CISA Recommendations for Timing and Sync

Blog · Policy

CISA Recommendations for Timing and Sync

The US Cybersecurity and Infrastructure Security Agency has published recommendations for timing and synchronisation in critical infrastructure. What the guidance says and how operators should respond.

Ian Gough
Ian GoughFounder & CEO, TimeBeat
7 min read
CISAPolicyUS

TL;DR

  • CISA has recognised that GNSS-derived timing is increasingly load-bearing for US critical infrastructure and that the resilience hasn't kept pace.
  • The recommendations cover GNSS hardening, PNT diversification, monitoring of timing-related anomalies and incident reporting.
  • Operators should treat timing infrastructure as critical infrastructure — the guidance is directional, but the expectations are firming up.

What CISA recommends

The US Cybersecurity and Infrastructure Security Agency has published guidance recognising that GNSS-derived timing is increasingly load-bearing for US critical infrastructure and that the resilience of timing infrastructure has not kept pace with its growing importance. The recommendations cover four areas. GNSS hardening: multi-band, multi-constellation receivers with anti-jam capability where the threat model justifies it. PNT diversification: avoiding sole reliance on a single GNSS source by incorporating alternative time references where possible. Monitoring of timing-related anomalies: continuous observability of clock health with alerting on excursions. Incident reporting: documented procedures for detecting and reporting timing-related events.

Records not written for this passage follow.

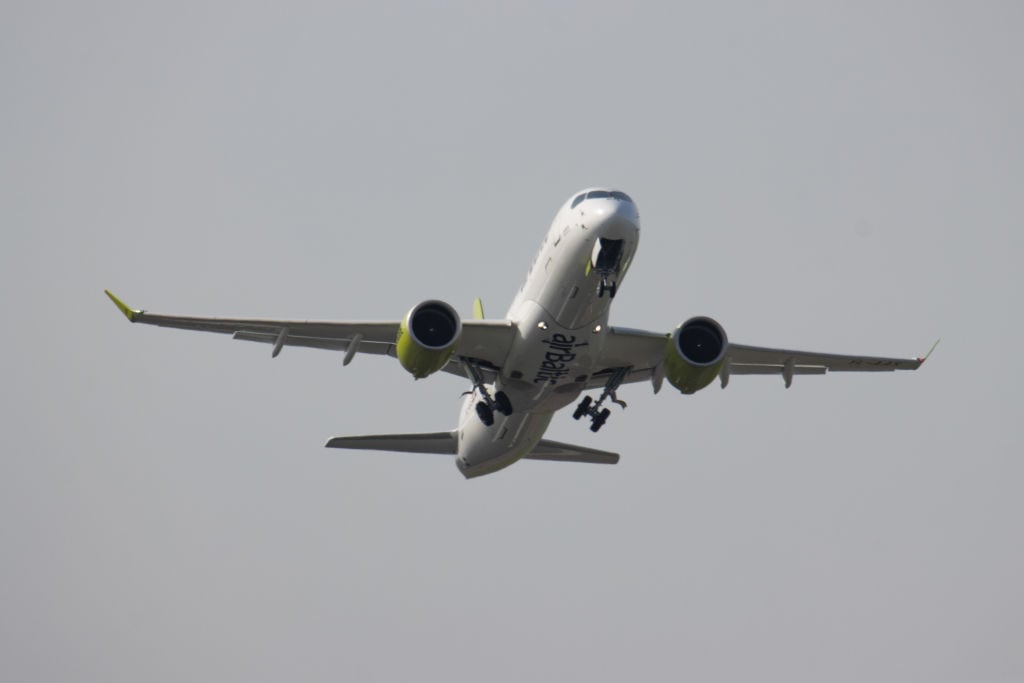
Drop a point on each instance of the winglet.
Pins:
(921, 361)
(130, 313)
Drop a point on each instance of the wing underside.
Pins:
(486, 342)
(643, 352)
(445, 443)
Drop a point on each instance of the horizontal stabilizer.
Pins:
(439, 442)
(567, 453)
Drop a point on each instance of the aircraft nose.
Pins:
(612, 216)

The CISA guidance is consistent with the UK PNT framework, with DORA in the EU, and with similar movements internationally. The convergence is not coincidental — multiple national governments have independently reached the same conclusion that timing infrastructure is critical infrastructure and needs to be treated accordingly.

What operators should do

Treat timing infrastructure as critical infrastructure. Specify multi-band, multi-constellation GNSS with anti-jam where the threat model justifies it. Plan for credible GNSS denial scenarios with appropriate holdover and PNT diversification. Monitor the timing fabric continuously with central correlation across multiple devices. Document the incident response procedure for timing-related events. None of this is news to mature operators; CISA's contribution is to make the expectations explicit and the guidance public, which raises the bar for less mature operators and gives mature operators a published reference to point at when justifying resilience investment.

What's next

Expect the CISA recommendations to firm up into more explicit expectations over the next several years, particularly as specific critical infrastructure sectors are covered by sector-specific cybersecurity rules. Operators that build resilience into their timing architecture now will be ahead of the curve.

Where TimeBeat fits

TimeBeat builds the open-standard hardware grandmasters, anti-jam GNSS integration, Clock Ensemble multi-source aggregation and Sync Insight observability platform that US CNI operators use to meet CISA's expectations. Our customers across US critical infrastructure sectors include operators in finance, broadcast, telecom and defence who have identified resilience gaps and are addressing them ahead of formal regulation.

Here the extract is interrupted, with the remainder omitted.